In a paper “Management of Mealtime Hyperglycaemia” a professor of medicine and endocrinology, from the Faculty of Medicine and Biomedical Sciences, University of Yaounde, Yaounde, Cameroon, Jean Claude Mbanya, told the Summit that only few people living with diabetes are achieving treatment clinical goals in Africa.
Reviewing the data collected in 2016 from some African countries, Mbanya unveiled that less than 5 percent of people with either Type 1 or Type 2 Diabetes Mellitus are achieving glycaemic target of HbA1c<7 percent. The blood test routinely performed in people with diabetes to measure their haemoglobin level and how well their diabetes is being managed over time.
Mbanya listed three major reasons why people with type 2 diabetes are not achieving glycaemic goals as: lack of diabetes education, lack of insulin titration (the right insulin dosage prescribed by the physician) and lack of experience in self-management while people with type 1 diabetes are not also achieving control due to: fear of hypoglycaemia (low level of blood glucose), lack of insulin titration and lack of diabetes education.
Validating this view, Dr Lilian Anomnachi, Team Lead, Public Health Advisory, Health Strategy and Delivery Foundation, said Universal Health Coverage is not possible without Universal access.
“Thus, for diabetes patient to achieve control, there must be availability of good quality diabetes care and treatment services within reasonable reach of those who need them; ability to pay for diabetes care and treatment services without financial hardship and willingness to seek diabetes care and treatments”

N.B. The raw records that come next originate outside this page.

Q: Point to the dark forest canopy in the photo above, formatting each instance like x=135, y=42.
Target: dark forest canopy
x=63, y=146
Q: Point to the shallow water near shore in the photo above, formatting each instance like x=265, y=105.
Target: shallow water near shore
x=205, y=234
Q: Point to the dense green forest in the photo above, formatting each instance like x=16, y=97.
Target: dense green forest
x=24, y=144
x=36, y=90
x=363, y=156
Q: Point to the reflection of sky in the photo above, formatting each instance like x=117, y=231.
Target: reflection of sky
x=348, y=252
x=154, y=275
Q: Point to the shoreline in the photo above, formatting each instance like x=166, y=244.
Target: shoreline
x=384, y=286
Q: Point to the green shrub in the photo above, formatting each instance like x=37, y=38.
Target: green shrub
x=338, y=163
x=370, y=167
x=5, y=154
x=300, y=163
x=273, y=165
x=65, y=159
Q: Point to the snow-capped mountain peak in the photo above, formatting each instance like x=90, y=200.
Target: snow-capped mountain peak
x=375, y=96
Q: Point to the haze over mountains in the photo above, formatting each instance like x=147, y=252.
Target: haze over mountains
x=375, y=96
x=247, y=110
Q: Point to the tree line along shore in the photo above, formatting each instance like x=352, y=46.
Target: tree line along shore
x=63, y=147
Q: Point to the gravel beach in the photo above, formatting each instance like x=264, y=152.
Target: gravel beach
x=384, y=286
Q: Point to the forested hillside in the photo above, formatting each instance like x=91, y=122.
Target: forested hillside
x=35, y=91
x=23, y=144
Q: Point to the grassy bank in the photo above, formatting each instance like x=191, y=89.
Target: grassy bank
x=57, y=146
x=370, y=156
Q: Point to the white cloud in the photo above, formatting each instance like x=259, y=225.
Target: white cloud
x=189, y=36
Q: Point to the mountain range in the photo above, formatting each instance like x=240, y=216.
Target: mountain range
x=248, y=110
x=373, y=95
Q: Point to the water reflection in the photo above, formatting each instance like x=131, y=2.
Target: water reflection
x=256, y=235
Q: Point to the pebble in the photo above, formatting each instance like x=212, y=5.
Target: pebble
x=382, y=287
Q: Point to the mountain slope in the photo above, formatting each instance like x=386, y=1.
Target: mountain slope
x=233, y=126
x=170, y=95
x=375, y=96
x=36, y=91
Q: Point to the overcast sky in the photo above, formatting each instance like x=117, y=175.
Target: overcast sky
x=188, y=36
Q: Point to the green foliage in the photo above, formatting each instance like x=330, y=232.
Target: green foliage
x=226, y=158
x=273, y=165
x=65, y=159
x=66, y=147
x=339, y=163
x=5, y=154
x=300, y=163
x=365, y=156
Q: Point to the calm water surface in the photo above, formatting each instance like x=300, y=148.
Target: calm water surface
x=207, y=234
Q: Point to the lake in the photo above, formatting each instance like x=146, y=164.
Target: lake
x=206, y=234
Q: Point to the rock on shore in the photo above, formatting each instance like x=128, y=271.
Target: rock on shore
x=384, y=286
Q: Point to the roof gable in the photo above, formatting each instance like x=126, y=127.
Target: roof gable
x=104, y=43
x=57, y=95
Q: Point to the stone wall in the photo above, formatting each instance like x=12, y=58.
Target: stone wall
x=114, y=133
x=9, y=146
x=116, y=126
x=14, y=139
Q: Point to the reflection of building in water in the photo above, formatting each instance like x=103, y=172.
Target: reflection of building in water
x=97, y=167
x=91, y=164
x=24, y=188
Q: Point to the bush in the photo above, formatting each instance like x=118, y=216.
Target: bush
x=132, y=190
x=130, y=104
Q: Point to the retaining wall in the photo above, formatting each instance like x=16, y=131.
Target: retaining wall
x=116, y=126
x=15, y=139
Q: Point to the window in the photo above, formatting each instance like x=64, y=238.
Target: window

“In Nigeria, these are not in place. current standing orders for nurses and other supportive health workers is not optimizing the limited workforce in diabetes care and treatment.
“Most Nigerians in need of diabetes care and treatment are exposed to risks of catastrophic expenditure and financial hardship from treatment and complications.”
Anomnachi expressed the contribution of poor awareness on diabetes prevention, care and treatment to the inability of Nigerians living with diabetes to achieve control while managing the disease.
She said screening for diabetes is not integrated into basic and routine health services in Nigeria across all levels of care.